Sarà stata forse questa consapevolezza condivisa o lo stile lineare e accattivante a farle amare uno scrittore, proveniente dall'ambiente universitario, del quale la filosofa ha praticamente letto ogni libro, David Lodge.

Titolare della cattedra di Letteratura inglese presso l'Università di Birmingham, Lodge ha vissuto il mondo dei convegni, dei congressi, degli studiosi itineranti da un'università all'altra e parla del microcosmo che conosce meglio, in maniera irriverente talvolta o, come dice Umberto Eco nella prefazione di uno dei libri che oggi la Ros vi invita a leggere, in modo "cattivo", seguendo però la missione del grande narratore e creando un nuovo genere letterario, quello del picaresco accademico.

Il Professore va al congresso, che già dalla copertina conquista, con un Albert Einstein che va in bicicletta mentre un turbinio di foglietti con le sue formule vola via dal cestino posto dinanzi al mezzo, è un libro divertente e porta la verità ai limiti dell'assurdo, come in ogni storia in parte romanzata, e racconta di incontri, impreviste disavventure e rivelazioni inaspettate.

Dello stesso autore, potreste cominciare anche con il precedente libro, Scambi, in cui due professori universitari, uno americano e l'altro inglese, entrambi sposati e con figli, si trovano, a seguito di un gemellaggio dei loro atenei, a scambiarsi i posti di lavoro. Da lì parte il racconto esilarante del loro scontrarsi con diverse mentalità, il ribaltarsi delle loro prospettive e qualche passaggio di mano più azzardato.

La lettrice Ros sa che quando avrete terminato il primo romanzo di Lodge, non lo lascerete più, e inizierete a cercarlo in ogni libreria, come ha fatto lei che ha quasi completato la sua bibliografia.

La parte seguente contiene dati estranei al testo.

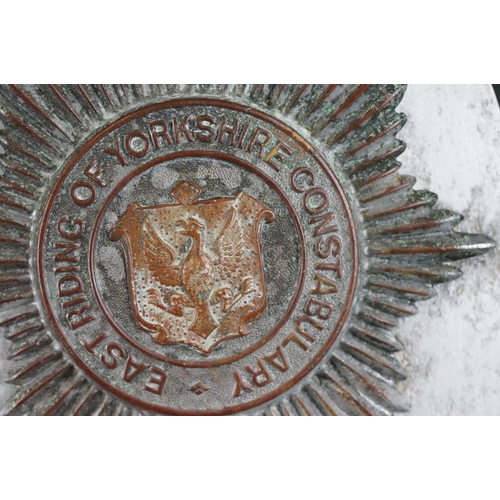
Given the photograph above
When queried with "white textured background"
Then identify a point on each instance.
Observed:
(453, 344)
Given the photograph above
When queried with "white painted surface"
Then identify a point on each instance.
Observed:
(453, 344)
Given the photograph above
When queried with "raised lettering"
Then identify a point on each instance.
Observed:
(240, 385)
(70, 235)
(324, 286)
(301, 331)
(69, 285)
(230, 131)
(336, 268)
(157, 381)
(296, 174)
(206, 124)
(115, 352)
(79, 317)
(323, 227)
(278, 360)
(332, 246)
(319, 309)
(132, 369)
(323, 204)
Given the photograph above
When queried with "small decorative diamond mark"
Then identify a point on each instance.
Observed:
(199, 388)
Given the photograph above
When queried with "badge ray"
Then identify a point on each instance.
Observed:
(409, 242)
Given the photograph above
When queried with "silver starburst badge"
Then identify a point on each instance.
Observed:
(212, 249)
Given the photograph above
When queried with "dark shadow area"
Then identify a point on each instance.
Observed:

Alla strampalata ragazza sta venendo in mente di creare una nuova sezione del suo blog, in cui parlerà alle amiche e agli amici che la seguono delle sue letture preferite, e sarebbe felice, un giorno, se qualcuno volesse commentarle con lei. Sarebbe ancor più entusiasta di ricevere a sua volta indicazione di bei libri, racconti avvincenti, storie coinvolgenti, che le sono sfuggite. Insomma, gli scambi...non trovate che siano meravigliosi?

A prestissimo con una ricetta dolce, dolcissima e...buona lettura!